Facilitating battery chemistry innovation to meet demand

Johan Söderbom, Thematic Leader for Smart Grids and Energy Storage at EIT InnoEnergy, outlines the importance of developing innovative battery chemistry to ensure that battery demand is met.

Already a 45 billion dollar business, today’s battery industry is forecast to treble to $135bn by 2031. Its growth over the last few years has been nothing short of spectacular. Back in 2017, there was very little planned battery capacity in Europe, but recognising the vital role that batteries play in tackling climate change, there are now at least 45 different battery projects in the works. The European Battery Alliance (EBA), led by EIT InnoEnergy, has been instrumental in much of this progress. Bringing together stakeholders from across the battery manufacturing value chain, the EBA is working to overcome Europe’s battery challenge from every angle – from roadmap development and financing to mining and skills.
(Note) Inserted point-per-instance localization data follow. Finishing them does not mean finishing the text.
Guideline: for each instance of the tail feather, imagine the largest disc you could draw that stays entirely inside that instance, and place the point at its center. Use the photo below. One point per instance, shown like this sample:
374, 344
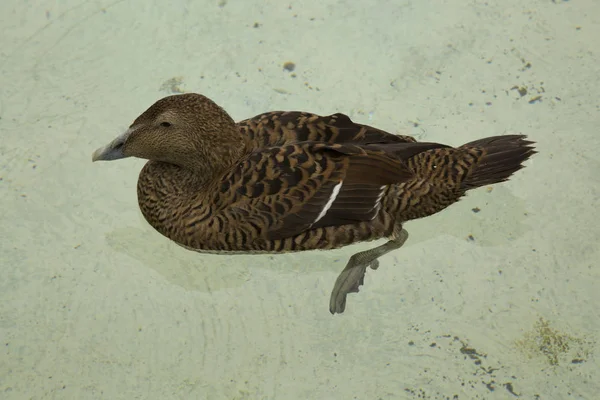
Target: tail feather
502, 157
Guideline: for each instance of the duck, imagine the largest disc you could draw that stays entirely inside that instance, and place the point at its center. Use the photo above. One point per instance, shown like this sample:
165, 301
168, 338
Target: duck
288, 181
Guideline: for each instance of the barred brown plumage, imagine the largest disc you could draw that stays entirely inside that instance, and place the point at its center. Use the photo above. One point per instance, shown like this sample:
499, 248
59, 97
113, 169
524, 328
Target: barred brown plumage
294, 181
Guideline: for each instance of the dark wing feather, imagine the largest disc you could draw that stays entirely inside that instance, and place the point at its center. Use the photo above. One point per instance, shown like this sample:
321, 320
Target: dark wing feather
279, 128
279, 192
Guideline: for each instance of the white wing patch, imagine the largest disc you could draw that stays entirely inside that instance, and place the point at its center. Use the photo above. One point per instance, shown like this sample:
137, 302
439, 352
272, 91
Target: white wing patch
334, 193
378, 200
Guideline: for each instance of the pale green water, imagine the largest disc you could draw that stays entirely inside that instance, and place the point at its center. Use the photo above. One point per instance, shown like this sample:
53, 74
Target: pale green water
96, 305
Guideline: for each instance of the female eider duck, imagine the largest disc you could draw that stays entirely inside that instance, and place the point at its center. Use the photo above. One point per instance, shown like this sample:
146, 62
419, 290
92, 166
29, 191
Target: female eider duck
294, 181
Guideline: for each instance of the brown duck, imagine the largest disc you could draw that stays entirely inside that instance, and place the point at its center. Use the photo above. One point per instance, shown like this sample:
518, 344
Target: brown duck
294, 181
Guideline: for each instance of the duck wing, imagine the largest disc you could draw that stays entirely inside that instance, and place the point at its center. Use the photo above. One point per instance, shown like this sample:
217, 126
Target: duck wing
279, 192
278, 128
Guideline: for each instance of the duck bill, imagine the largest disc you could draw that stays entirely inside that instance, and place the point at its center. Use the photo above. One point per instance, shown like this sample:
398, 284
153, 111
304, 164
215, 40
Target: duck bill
113, 150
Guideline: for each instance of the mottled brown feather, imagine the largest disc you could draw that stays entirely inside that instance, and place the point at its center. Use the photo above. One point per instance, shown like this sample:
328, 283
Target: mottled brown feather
261, 184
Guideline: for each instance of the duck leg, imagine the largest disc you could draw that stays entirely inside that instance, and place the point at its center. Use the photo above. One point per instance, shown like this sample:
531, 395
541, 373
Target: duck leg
354, 274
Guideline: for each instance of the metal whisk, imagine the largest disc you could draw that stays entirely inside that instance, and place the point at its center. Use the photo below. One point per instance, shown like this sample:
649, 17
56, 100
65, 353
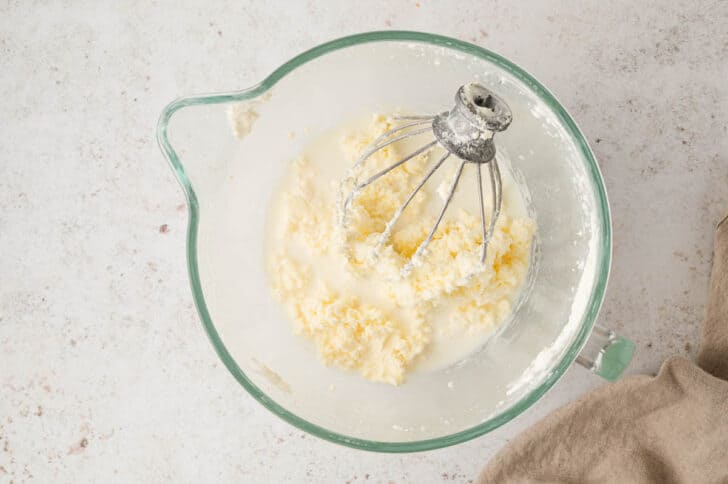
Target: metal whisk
466, 132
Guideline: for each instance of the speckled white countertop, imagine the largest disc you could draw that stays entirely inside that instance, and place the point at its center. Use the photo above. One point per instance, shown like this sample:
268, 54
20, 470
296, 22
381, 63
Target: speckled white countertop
105, 372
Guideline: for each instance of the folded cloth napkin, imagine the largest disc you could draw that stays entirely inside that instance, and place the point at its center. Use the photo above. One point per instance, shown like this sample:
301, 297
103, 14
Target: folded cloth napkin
671, 428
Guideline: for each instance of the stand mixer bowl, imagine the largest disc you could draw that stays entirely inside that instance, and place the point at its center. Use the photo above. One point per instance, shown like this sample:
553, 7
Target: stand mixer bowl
228, 182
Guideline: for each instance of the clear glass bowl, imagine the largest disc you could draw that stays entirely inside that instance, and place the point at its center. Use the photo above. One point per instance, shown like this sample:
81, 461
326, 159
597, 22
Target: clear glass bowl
229, 181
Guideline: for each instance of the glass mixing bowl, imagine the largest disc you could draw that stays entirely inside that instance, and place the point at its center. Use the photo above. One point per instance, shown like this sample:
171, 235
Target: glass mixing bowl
229, 181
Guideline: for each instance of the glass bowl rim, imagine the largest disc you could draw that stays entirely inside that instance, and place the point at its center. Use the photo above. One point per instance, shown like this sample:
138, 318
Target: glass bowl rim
604, 245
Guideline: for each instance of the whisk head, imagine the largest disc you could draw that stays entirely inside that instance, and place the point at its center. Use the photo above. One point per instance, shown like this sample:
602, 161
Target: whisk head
466, 133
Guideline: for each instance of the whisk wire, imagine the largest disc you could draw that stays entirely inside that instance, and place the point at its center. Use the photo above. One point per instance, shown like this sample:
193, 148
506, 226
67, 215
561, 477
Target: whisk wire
423, 246
390, 225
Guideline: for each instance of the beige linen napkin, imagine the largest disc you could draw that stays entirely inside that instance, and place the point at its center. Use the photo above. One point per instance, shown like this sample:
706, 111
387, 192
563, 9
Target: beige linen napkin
663, 429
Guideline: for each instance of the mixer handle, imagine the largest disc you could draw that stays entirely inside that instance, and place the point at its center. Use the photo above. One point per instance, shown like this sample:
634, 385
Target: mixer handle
606, 353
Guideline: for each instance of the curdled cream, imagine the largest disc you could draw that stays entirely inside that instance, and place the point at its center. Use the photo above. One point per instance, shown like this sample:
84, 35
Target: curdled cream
358, 310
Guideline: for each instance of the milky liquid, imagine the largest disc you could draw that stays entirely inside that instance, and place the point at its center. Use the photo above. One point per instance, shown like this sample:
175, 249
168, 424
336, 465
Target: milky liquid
328, 161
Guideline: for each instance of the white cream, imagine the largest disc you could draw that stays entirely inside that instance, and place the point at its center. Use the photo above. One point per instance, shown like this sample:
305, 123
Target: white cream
360, 314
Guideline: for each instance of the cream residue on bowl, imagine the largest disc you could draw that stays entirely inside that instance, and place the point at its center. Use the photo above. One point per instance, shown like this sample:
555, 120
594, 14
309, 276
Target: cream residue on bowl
361, 314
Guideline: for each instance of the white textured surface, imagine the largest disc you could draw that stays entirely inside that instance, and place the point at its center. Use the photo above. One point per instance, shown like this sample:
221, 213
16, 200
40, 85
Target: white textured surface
105, 372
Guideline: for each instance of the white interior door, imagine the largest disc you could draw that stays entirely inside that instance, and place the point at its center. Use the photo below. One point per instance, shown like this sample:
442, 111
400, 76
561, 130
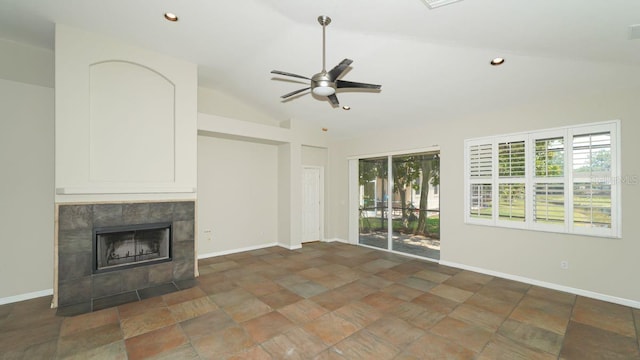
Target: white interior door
311, 204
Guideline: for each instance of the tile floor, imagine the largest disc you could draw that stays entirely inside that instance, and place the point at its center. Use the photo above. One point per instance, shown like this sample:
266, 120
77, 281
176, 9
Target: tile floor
330, 301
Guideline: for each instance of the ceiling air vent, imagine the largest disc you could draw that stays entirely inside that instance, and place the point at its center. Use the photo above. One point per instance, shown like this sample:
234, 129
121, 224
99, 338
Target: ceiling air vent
432, 4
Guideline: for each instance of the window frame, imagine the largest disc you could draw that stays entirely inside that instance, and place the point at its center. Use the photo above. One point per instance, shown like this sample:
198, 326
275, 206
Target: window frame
530, 179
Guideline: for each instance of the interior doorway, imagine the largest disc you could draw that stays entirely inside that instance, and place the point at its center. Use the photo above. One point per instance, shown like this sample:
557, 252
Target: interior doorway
312, 203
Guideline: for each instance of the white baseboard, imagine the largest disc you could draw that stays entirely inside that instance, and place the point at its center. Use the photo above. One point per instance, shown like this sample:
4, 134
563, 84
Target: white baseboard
568, 289
233, 251
290, 247
336, 240
27, 296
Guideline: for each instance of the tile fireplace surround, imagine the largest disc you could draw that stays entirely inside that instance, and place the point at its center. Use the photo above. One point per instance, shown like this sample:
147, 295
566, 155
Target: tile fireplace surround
79, 289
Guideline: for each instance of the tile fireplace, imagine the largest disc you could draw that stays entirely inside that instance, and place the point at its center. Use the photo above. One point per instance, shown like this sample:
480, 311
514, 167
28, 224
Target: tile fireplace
118, 249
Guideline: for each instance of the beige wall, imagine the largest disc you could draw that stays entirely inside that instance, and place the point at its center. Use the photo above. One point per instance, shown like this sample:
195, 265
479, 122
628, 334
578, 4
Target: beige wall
26, 205
597, 265
26, 163
215, 102
126, 121
237, 195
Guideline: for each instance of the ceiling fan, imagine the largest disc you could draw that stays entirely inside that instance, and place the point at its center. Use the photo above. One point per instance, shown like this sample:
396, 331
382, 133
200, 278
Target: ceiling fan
326, 83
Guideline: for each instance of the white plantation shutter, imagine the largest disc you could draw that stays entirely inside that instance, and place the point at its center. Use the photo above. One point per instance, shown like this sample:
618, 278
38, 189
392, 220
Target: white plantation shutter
480, 161
479, 187
592, 191
560, 180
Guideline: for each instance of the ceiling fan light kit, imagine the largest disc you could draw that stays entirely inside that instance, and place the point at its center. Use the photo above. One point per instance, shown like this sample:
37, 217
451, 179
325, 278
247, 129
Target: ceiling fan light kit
325, 83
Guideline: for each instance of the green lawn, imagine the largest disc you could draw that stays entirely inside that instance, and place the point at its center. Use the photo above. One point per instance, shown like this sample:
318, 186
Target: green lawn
375, 224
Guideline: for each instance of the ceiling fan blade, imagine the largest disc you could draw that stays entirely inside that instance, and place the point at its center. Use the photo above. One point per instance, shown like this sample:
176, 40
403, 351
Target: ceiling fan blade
294, 92
342, 84
334, 99
339, 69
288, 74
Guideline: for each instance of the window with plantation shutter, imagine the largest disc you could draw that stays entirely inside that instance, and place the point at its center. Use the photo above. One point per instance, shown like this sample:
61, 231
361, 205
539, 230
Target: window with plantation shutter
559, 180
591, 180
480, 205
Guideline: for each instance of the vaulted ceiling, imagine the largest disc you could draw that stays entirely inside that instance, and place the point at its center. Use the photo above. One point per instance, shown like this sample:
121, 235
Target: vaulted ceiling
433, 64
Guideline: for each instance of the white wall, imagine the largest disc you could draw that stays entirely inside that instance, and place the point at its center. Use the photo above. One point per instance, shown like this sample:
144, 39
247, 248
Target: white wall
215, 102
26, 64
237, 195
26, 205
598, 265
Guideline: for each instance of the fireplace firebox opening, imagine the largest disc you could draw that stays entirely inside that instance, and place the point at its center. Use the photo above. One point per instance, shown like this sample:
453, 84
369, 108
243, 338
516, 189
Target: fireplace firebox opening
121, 247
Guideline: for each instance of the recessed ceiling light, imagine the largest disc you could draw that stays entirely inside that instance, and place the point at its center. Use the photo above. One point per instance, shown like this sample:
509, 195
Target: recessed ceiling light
432, 4
497, 61
171, 17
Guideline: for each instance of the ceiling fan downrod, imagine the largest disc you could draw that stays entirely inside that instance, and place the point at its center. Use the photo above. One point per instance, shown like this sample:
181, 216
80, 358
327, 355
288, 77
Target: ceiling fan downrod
324, 21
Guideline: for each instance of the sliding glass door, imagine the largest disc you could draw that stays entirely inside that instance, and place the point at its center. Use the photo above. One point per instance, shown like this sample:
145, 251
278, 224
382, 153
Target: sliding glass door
400, 203
374, 185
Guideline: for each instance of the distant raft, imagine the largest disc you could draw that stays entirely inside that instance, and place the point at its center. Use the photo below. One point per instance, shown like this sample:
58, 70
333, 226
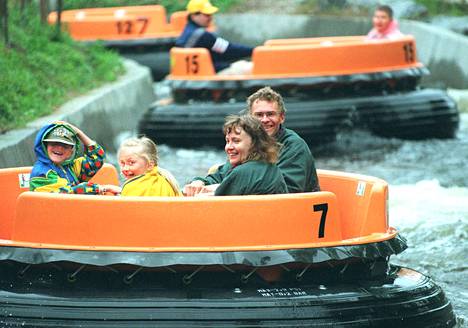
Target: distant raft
328, 84
141, 33
302, 260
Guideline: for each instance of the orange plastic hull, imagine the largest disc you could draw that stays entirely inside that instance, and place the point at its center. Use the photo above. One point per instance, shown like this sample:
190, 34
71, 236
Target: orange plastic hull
121, 23
352, 211
299, 58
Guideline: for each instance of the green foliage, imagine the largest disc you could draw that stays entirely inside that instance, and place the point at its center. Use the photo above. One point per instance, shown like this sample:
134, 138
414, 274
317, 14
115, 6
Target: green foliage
448, 8
39, 74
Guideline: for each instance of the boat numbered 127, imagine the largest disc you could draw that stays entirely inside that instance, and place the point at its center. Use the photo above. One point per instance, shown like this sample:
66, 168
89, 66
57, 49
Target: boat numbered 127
328, 84
293, 260
141, 33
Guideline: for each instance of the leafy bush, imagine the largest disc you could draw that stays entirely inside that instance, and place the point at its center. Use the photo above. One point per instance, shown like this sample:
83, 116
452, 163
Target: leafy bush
39, 74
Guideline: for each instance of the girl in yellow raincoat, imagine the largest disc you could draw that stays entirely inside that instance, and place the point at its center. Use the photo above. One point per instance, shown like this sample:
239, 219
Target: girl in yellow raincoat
138, 161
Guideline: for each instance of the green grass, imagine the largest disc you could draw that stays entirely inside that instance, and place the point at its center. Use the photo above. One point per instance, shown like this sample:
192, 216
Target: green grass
39, 74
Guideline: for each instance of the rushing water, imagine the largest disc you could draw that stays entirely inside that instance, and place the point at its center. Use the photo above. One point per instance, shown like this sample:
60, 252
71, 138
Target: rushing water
428, 196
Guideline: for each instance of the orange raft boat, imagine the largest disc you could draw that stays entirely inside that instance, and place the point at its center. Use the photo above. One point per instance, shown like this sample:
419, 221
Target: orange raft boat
328, 83
272, 260
142, 33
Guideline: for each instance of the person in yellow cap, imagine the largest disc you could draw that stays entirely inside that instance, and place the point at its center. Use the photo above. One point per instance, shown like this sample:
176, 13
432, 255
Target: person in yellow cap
138, 160
226, 56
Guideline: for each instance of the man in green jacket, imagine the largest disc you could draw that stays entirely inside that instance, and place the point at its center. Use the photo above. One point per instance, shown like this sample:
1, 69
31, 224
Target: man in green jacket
295, 159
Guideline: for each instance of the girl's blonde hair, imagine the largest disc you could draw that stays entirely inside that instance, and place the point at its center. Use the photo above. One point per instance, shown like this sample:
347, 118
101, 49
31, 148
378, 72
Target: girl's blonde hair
147, 148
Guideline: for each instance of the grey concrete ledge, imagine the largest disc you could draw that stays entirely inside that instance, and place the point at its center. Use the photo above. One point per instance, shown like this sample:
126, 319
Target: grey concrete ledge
102, 114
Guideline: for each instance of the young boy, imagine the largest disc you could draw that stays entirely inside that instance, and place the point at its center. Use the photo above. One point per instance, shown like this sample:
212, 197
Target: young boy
59, 169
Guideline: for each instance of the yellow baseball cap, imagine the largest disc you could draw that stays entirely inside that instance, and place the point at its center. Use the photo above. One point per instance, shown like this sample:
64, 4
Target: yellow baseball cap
201, 6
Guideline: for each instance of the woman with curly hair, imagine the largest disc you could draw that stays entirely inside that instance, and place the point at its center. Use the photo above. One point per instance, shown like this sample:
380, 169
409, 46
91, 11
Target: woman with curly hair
251, 157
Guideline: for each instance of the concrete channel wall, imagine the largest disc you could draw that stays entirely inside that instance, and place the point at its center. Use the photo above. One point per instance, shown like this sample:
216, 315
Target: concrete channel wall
117, 107
102, 114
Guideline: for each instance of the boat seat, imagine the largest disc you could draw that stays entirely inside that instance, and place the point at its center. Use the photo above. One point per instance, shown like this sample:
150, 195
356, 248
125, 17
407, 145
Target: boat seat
178, 20
186, 62
14, 181
362, 201
167, 223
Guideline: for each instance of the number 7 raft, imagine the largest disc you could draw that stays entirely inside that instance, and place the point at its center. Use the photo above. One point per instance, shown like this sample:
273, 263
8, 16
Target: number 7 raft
302, 260
329, 84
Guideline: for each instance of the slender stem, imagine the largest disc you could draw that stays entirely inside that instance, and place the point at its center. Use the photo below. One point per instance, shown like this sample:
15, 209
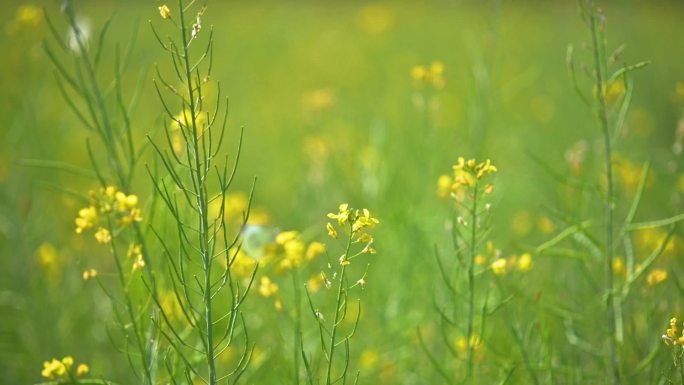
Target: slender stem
338, 303
610, 208
202, 206
471, 288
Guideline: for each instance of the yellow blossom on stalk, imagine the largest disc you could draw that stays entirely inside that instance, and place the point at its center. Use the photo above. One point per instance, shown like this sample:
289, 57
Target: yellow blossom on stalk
670, 336
331, 230
134, 250
267, 288
314, 283
165, 12
342, 216
139, 263
499, 266
618, 265
656, 276
103, 236
86, 219
88, 274
524, 262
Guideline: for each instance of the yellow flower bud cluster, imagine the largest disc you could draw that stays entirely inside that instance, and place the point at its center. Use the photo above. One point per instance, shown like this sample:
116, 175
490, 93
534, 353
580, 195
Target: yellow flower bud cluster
670, 336
432, 75
107, 203
466, 174
357, 222
62, 369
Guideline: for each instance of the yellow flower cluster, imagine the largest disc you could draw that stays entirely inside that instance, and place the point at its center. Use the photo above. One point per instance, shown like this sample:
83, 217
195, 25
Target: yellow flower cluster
107, 203
432, 75
294, 251
670, 336
165, 12
466, 174
357, 222
522, 263
56, 369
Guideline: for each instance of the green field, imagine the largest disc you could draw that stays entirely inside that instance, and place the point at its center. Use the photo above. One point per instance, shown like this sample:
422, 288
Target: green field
365, 103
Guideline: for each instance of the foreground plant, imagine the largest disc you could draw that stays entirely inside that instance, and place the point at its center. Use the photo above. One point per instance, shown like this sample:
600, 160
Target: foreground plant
467, 188
190, 156
351, 226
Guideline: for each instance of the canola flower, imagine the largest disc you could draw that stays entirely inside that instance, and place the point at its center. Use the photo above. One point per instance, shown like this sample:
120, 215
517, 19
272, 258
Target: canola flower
107, 204
356, 222
671, 334
62, 369
466, 174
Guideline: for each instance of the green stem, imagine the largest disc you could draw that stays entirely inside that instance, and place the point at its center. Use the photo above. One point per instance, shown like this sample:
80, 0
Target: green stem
471, 288
338, 303
201, 207
609, 209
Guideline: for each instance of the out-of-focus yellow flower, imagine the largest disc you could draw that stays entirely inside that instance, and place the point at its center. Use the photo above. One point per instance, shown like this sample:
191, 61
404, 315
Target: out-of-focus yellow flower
618, 266
103, 236
165, 12
139, 263
342, 216
656, 276
86, 219
429, 75
499, 266
314, 250
88, 274
331, 230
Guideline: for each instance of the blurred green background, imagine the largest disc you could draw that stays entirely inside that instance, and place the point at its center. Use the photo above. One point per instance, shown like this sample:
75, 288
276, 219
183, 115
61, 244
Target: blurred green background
331, 114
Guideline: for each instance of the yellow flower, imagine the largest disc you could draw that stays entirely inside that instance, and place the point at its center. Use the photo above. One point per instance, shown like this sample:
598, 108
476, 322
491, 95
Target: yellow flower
499, 266
134, 250
524, 263
53, 369
165, 12
82, 369
88, 274
331, 230
103, 236
86, 219
656, 276
342, 216
314, 249
139, 263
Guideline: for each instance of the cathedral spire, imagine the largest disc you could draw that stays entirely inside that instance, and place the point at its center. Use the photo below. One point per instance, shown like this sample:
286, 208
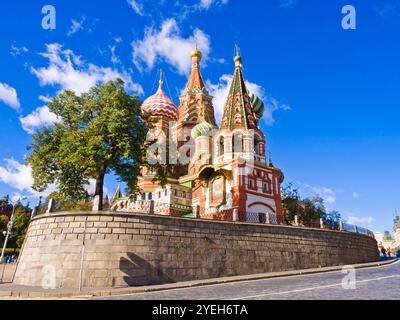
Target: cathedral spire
238, 111
196, 81
195, 102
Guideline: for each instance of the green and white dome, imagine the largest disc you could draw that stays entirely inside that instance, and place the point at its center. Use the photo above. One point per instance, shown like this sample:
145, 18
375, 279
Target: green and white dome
203, 129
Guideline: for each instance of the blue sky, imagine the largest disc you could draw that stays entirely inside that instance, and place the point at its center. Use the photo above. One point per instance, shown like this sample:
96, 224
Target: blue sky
332, 94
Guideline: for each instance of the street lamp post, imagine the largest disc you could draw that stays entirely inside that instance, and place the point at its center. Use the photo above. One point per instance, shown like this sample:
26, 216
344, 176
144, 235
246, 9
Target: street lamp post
9, 229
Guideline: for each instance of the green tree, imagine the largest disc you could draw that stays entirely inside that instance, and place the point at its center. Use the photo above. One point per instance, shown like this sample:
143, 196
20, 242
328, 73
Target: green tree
5, 205
3, 227
314, 209
99, 132
332, 219
291, 202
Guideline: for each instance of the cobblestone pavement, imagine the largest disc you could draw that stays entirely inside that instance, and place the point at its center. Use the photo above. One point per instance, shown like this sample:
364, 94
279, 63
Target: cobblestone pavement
371, 284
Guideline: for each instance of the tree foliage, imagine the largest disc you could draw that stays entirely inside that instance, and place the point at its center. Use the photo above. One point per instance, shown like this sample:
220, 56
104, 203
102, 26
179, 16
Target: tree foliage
308, 210
99, 132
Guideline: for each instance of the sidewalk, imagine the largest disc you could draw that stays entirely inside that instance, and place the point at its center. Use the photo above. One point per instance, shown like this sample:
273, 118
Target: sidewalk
9, 290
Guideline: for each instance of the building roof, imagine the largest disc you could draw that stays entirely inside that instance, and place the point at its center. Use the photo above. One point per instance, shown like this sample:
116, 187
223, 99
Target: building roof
160, 105
238, 111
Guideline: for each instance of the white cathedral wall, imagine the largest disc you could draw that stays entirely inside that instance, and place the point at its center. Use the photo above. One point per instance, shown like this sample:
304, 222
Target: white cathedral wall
251, 198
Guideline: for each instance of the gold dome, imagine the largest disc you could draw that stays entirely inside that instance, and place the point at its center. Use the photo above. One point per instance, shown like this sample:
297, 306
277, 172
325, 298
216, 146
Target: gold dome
196, 53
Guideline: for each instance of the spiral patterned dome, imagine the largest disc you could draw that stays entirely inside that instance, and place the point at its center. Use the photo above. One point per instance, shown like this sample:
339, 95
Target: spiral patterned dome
258, 105
203, 129
160, 105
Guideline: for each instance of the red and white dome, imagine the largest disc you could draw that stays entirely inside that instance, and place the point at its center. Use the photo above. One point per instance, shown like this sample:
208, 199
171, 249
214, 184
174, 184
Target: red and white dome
160, 105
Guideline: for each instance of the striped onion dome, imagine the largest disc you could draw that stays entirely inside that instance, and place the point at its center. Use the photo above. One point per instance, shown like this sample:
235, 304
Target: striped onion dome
258, 106
203, 129
160, 105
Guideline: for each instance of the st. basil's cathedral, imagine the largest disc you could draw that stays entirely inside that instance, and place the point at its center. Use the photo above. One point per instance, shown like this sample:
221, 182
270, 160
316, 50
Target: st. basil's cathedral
227, 175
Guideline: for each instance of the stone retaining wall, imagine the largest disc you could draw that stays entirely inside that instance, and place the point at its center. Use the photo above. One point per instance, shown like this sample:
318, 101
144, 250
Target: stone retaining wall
123, 249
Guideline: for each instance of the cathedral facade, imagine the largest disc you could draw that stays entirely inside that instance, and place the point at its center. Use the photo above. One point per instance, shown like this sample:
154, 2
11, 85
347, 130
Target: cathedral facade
215, 171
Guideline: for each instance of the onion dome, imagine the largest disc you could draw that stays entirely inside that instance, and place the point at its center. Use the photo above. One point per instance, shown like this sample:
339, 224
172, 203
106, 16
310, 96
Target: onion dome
258, 106
203, 129
159, 105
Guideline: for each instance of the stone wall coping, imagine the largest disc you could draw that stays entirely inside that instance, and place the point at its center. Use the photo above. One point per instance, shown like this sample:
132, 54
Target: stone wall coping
204, 221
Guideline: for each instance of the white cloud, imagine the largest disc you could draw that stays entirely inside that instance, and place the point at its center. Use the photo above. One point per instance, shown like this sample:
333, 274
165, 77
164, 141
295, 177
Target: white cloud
16, 51
69, 72
41, 117
9, 96
45, 99
220, 93
136, 6
326, 193
168, 45
355, 195
76, 26
17, 175
360, 221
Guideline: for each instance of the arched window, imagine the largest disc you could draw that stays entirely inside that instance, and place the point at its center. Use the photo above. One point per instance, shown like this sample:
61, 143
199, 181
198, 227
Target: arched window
221, 146
258, 145
237, 142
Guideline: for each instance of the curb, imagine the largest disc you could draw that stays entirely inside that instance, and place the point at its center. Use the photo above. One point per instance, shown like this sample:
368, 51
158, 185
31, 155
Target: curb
183, 285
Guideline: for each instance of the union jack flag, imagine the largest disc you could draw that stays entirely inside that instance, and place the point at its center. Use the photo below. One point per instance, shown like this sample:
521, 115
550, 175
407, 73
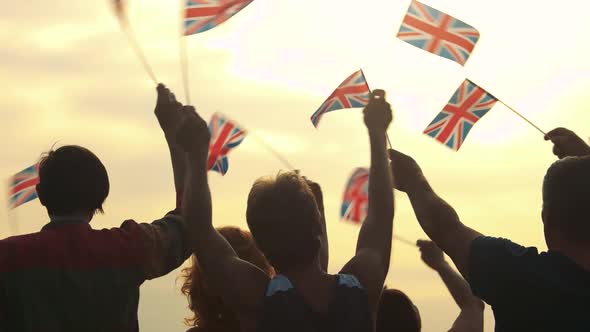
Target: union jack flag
469, 104
203, 15
353, 92
22, 187
438, 33
356, 196
225, 135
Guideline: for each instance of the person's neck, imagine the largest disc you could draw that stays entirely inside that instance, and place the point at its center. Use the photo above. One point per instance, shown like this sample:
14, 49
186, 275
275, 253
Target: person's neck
73, 217
307, 274
579, 253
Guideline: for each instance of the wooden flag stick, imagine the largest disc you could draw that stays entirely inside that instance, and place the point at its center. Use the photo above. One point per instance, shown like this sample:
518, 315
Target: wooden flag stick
183, 52
404, 241
386, 134
184, 68
523, 117
512, 109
Now, the challenge is not so much about capacity, but about battery chemistry.

20 years ago, battery chemists hashed out the pros and cons of several major battery chemistries and ultimately opted to pursue lithium which has resulted in its superior energy density performance. It is a decision that has served the world well, until recently. Originally developed for small electronics such as cameras, nobody could have predicted such a large uplift in demand as a result of electric vehicles (EVs).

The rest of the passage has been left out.